- DVD cover
- Directed by: Pandiarajan
- Written by: Pandiarajan
- Produced by: G. Venkateswaran
- Starring: Prithvi Rajan Shruthi Pandiarajan Manivannan
- Music by: Dhina
- Production company: GV Films
- Release date: 15 June 2006;
- Country: India
- Language: Tamil

= Kai Vandha Kalai =

Kai Vandha Kalai is a 2006 Indian Tamil-language comedy film written and directed by Pandiarajan. The film stars his son Prithvi Rajan, whereas Sruthi, Manivannan, and the director himself play other important roles. The film, released on 15 June 2006, is a sequel to Aan Paavam (1985).

== Plot ==
Kannan is in league with his father in duping the people in his village. He comes across Kausalya (Sruthi), a timid, schoolgoing girl and falls for her immediately. From his grandfather, he learns that Kausalya's mother is his father's sister and becomes even more determined to wed her.
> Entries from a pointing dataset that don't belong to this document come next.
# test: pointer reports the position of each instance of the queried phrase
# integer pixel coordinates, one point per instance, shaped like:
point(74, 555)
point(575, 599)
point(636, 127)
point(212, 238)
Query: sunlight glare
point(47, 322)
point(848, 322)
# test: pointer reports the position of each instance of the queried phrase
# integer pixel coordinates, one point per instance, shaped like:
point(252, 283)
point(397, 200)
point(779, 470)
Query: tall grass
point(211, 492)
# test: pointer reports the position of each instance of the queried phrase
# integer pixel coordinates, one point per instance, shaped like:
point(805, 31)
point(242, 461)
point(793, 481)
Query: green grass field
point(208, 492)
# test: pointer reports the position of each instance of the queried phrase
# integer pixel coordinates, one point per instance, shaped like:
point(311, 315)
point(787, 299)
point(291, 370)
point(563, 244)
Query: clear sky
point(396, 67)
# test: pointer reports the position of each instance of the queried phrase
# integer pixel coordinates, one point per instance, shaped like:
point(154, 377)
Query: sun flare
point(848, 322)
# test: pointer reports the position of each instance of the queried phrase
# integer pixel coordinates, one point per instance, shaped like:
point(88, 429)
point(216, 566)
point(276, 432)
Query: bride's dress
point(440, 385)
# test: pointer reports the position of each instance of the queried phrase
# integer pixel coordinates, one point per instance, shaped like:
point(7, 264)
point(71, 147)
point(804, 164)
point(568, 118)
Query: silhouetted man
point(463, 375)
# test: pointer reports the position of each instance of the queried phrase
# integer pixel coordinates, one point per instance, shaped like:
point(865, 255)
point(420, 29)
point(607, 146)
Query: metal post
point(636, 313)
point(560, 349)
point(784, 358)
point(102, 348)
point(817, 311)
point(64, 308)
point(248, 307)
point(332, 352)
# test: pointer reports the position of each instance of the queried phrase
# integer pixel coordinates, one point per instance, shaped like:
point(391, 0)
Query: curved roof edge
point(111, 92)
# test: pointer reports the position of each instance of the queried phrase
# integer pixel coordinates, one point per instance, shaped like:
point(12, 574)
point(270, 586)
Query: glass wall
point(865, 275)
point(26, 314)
Kausalya begins to like him too but asks him to mend his ways before they can get married.

== Soundtrack ==
Music is composed by Dhina.

| Song | Singers | Lyrics |
| "Suttipoove" | Karthik, Sadhana Sargam | Vairamuthu |
| "Veluthukattungada" | Jassie Gift |
| "Yakka Yakka" | Pallavarajan, Malathy |
| "Kadhal Inikuthappa" | Harish Raghavendra |
| "Thavalai Theme" | Prema Rajan |

== Reception ==
Malini Mannath of Chennai Online opined that "With scenes and situations a little different from the routine ones, 'Kai Vantha Kalai' is a fairly engaging and a neatly packaged wholesome family entertainer". On the contrary, S. Sudha of Rediff.com wrote that "In short, far from a comeback or launch pad, this is just a big bore". The Hindu wrote "Compared to the films of today, `Kai ... ' is so decently made that at points you feel Pandiarajan is caught in a time warp. But that's also where the success of the maker lies; you wonder why he was in hibernation for so many years". Indiaglitz wrote "Supposedly a sequel to his yesteryear hit Aan Pavam, Pandiarajan has thrown out a simple and a straight forward film without many twists and turns that's worth a watch. Amidst all action-packed films of the day, Kai Vandhai Kalai is a movie with a simple narration and little characters". A critic from Cine South wrote that "Pandiarajan has proved again that we are old hands at making a comedy of the screenplay".